Social technologies allow people in business to share and collaborate quickly.  With such a pace now, that “who you know online” is proving palpably more valuable in companies than the “knowledge we store online”.  Companies are recognising that anecdotal knowledge, social knowledge, context-sensitive knowledge, chance meetings, happenstance and serendipity, when occurring on a large scale can yield more corporate benefits than vaults of siloed, stored, organised and structured knowledge.

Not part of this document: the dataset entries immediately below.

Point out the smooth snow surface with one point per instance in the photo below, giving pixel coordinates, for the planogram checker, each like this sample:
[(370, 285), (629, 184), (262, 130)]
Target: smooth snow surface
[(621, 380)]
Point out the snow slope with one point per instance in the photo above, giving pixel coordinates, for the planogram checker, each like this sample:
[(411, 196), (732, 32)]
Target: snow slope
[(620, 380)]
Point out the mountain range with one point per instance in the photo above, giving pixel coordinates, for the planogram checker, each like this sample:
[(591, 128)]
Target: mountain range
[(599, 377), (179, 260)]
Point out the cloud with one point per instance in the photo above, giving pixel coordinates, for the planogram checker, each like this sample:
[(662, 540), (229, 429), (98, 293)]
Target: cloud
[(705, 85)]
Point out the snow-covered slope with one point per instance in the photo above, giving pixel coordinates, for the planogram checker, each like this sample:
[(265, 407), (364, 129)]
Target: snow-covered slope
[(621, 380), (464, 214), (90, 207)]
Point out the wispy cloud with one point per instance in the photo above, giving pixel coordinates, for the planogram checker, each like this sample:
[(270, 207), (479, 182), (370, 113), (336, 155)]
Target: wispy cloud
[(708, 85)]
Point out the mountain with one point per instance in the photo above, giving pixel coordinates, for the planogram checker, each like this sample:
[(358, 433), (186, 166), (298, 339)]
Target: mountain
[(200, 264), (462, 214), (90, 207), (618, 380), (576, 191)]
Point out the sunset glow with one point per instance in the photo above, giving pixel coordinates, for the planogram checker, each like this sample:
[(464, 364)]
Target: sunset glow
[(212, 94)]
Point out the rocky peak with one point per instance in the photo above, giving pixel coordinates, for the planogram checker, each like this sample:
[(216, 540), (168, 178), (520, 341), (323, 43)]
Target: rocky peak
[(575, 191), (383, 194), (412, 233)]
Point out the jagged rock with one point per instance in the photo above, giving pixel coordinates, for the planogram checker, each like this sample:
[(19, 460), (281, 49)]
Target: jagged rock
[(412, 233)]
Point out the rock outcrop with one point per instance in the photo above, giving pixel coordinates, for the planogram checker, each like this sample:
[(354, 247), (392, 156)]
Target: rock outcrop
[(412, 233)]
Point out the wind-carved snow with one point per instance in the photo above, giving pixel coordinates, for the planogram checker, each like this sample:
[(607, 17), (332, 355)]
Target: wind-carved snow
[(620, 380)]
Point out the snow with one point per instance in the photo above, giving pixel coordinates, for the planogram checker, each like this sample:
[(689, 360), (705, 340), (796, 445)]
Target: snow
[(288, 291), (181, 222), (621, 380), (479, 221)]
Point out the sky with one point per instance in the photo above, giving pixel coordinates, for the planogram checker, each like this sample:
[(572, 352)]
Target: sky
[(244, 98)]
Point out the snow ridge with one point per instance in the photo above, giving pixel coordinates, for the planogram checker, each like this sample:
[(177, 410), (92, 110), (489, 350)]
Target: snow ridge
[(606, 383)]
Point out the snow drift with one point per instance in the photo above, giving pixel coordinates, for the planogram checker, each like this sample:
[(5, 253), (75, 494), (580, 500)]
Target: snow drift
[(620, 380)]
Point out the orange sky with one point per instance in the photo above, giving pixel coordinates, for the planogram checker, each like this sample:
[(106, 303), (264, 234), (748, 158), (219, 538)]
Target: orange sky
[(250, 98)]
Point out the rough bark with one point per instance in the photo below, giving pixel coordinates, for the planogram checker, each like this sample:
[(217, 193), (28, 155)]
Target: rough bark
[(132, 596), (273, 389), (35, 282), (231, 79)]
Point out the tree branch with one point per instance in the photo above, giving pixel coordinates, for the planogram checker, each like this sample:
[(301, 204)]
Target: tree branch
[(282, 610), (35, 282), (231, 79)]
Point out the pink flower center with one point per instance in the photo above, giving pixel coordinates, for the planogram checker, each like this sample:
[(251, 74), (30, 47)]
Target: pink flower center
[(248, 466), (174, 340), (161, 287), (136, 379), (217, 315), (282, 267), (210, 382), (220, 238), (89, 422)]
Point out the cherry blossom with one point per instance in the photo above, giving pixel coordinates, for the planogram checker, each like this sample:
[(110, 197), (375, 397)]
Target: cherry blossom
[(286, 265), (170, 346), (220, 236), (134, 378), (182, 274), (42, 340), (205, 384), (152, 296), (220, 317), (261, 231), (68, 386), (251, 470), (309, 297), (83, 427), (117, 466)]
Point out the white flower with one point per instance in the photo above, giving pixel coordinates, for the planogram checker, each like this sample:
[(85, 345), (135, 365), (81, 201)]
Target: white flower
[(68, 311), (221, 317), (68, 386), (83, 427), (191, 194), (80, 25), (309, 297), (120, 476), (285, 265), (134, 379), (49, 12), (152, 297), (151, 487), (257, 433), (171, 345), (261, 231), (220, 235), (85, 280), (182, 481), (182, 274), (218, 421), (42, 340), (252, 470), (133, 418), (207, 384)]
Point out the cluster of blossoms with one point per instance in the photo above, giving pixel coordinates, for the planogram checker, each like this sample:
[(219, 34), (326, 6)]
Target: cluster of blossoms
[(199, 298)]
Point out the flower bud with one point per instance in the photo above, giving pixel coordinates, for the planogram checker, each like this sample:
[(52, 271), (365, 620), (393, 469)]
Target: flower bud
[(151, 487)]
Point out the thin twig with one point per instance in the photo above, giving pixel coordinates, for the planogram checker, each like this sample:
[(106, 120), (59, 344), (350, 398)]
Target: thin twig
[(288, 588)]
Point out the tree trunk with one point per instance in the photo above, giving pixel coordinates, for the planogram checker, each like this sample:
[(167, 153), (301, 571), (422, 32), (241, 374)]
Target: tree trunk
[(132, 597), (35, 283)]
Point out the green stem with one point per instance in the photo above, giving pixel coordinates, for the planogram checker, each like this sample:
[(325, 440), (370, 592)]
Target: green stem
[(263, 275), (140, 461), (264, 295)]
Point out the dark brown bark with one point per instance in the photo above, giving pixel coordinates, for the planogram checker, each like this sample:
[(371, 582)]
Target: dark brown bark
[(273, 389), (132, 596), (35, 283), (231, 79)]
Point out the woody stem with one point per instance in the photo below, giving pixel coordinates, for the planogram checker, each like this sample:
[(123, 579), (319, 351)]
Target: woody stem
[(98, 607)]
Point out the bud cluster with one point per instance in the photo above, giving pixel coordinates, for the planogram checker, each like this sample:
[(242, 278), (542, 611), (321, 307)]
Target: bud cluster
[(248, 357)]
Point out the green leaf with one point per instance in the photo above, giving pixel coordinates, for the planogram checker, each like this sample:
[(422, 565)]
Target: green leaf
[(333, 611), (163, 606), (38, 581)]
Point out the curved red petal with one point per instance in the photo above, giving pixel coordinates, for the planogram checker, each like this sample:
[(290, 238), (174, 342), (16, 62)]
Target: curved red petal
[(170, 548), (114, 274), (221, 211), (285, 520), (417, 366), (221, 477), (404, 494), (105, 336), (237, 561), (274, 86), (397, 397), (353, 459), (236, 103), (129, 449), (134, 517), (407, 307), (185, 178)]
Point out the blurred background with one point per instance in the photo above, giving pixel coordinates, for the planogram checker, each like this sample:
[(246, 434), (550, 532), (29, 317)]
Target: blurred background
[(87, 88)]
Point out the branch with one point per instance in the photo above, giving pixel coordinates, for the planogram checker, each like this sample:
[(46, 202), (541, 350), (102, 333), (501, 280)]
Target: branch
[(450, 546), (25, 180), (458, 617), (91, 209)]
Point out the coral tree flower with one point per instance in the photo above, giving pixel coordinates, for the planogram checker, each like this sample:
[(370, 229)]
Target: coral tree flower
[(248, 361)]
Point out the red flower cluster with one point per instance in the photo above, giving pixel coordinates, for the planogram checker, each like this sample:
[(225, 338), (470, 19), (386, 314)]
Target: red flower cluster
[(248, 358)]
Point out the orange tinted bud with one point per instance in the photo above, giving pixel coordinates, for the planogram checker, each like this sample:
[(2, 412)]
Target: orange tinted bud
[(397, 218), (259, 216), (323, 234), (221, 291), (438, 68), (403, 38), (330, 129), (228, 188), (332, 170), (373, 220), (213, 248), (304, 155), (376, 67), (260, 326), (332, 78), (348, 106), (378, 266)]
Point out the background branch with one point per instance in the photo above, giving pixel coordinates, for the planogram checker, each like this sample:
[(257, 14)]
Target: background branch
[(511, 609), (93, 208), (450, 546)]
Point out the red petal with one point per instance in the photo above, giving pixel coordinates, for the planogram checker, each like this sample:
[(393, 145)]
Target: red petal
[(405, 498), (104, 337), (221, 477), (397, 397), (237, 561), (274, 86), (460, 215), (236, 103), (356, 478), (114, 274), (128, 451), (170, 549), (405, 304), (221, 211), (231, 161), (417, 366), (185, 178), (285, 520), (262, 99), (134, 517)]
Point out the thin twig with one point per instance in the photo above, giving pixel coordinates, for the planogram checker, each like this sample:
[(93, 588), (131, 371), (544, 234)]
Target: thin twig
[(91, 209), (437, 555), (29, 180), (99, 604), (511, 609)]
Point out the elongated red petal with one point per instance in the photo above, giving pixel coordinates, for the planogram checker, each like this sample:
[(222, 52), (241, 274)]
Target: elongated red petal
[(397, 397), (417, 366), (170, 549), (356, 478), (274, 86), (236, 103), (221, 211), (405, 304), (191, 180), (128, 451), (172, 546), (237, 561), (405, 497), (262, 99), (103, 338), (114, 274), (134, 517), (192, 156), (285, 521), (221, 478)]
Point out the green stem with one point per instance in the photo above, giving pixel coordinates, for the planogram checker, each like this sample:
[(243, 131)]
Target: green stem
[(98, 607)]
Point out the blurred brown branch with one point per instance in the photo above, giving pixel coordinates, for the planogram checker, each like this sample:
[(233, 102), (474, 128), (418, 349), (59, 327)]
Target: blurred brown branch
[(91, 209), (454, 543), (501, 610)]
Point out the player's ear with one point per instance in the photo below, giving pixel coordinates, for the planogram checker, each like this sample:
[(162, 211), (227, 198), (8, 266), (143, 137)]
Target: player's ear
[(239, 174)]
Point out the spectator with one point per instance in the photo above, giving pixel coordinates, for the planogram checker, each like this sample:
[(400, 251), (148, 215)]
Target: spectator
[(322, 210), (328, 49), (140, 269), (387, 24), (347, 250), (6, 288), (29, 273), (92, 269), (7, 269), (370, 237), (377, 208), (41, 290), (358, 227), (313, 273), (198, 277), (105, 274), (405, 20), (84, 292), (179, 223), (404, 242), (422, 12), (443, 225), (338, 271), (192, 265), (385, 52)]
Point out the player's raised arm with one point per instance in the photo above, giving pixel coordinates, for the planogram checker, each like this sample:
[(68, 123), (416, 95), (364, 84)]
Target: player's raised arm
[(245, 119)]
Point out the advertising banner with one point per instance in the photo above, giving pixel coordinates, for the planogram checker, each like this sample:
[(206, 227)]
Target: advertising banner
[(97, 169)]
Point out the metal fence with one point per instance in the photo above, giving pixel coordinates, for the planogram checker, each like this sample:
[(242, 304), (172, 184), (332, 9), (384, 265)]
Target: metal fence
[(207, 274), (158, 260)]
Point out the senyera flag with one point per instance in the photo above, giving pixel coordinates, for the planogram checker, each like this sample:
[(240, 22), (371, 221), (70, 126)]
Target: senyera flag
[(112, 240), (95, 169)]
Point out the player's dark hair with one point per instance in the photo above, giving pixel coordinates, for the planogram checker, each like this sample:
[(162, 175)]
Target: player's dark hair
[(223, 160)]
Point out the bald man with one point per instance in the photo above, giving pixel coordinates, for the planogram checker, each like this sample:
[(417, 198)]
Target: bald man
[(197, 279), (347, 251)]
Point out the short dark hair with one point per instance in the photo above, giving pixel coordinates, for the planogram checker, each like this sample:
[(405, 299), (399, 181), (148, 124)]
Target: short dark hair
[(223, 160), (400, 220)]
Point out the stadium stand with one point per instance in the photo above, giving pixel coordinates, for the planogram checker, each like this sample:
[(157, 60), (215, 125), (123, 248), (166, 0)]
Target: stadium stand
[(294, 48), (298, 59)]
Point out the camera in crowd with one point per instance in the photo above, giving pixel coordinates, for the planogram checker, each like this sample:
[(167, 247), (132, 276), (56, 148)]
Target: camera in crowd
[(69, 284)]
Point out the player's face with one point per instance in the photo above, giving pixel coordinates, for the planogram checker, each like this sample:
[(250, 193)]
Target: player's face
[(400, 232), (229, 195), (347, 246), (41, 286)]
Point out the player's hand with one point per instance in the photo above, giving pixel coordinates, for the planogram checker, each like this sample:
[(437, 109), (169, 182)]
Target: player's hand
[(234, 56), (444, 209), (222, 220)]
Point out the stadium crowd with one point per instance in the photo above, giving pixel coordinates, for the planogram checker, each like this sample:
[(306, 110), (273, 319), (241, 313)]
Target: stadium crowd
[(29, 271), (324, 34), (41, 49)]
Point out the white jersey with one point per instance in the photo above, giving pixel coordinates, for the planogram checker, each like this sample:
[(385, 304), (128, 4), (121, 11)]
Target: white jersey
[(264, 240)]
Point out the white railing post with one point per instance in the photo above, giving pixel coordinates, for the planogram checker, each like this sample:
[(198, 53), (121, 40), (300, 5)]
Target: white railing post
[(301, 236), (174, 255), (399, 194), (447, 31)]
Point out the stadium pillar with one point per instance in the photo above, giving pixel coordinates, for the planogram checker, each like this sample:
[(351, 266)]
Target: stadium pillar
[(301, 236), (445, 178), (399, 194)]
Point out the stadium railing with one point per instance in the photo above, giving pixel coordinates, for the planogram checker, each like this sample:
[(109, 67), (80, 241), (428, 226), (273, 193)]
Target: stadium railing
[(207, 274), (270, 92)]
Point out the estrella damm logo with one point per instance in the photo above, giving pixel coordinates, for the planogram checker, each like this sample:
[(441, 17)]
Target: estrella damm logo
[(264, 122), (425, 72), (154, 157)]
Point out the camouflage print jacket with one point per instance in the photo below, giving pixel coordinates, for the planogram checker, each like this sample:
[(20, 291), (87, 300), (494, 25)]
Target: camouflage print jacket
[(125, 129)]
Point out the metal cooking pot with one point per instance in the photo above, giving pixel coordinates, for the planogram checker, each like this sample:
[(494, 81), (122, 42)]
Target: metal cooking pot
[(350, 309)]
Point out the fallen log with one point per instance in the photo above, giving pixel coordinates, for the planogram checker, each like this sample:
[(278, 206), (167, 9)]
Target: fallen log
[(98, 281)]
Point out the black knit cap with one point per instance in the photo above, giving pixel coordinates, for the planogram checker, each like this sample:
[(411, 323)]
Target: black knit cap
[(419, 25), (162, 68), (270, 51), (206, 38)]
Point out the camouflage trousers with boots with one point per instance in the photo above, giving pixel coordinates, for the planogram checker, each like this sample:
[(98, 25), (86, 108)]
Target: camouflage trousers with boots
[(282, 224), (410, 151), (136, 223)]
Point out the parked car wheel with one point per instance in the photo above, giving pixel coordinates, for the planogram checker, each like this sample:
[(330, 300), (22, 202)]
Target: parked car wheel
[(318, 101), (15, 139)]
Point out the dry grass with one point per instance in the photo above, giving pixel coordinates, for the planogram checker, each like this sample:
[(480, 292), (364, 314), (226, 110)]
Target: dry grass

The concept of a Supply Chain, in this environment, needs revision.  A company no longer needs to manage each supplier in a silo.  Ecosystem is a better word.  Don’t manage suppliers individually, manage them as if they are a community.  Share information with them as a community.  Suppliers, providers and partners can talk to each other (and often do anyway), they operate in more open markets than ever before, and it’s easier now than ever to share information and it drives down costs and improves delivery to do so.

Here’s a suggested summary “Ecosystem Approach” to managing suppliers:

  • Permit suppliers to collaborate (this is a big step for many firms).
  • Encourage them to collaborate, let them know it is a good thing.
  • Help them collaborate with group meetings and shared project and job management tools.
  • Give them common purpose – costs to be reduced, delivery times to be improved, corporate goals to be achieved etc.
  • Give them common data  – share core data with them which helps them self-check progress.
  • incentivise them on improvements, create a competitive merit-based environment (see post on “Marketers Could Benefit from VC School“).
  • Ensure contracts are explicit, not blanket and meaningless, on how information and data is shared and protected – spend time on this, don’t gloss over it.
  • Appoint a “Community Manager” on your payroll with the explicit job objective of “helping suppliers” and “Supplier Satisfaction” as the key metric of performance.
  • Have arduous and tough terms and conditions, by always pay on the agreed time – it’s the most telling mark of respect.
  • Recognise that your suppliers can be as competitive as a bag of foxes, use it to improve performance, introduce a peer review process but terminate any who overstep by.
  • Define and share your competencies and where you have elected not to develop competencies so suppliers know your gaps, their space to operate, and can invest with confidence.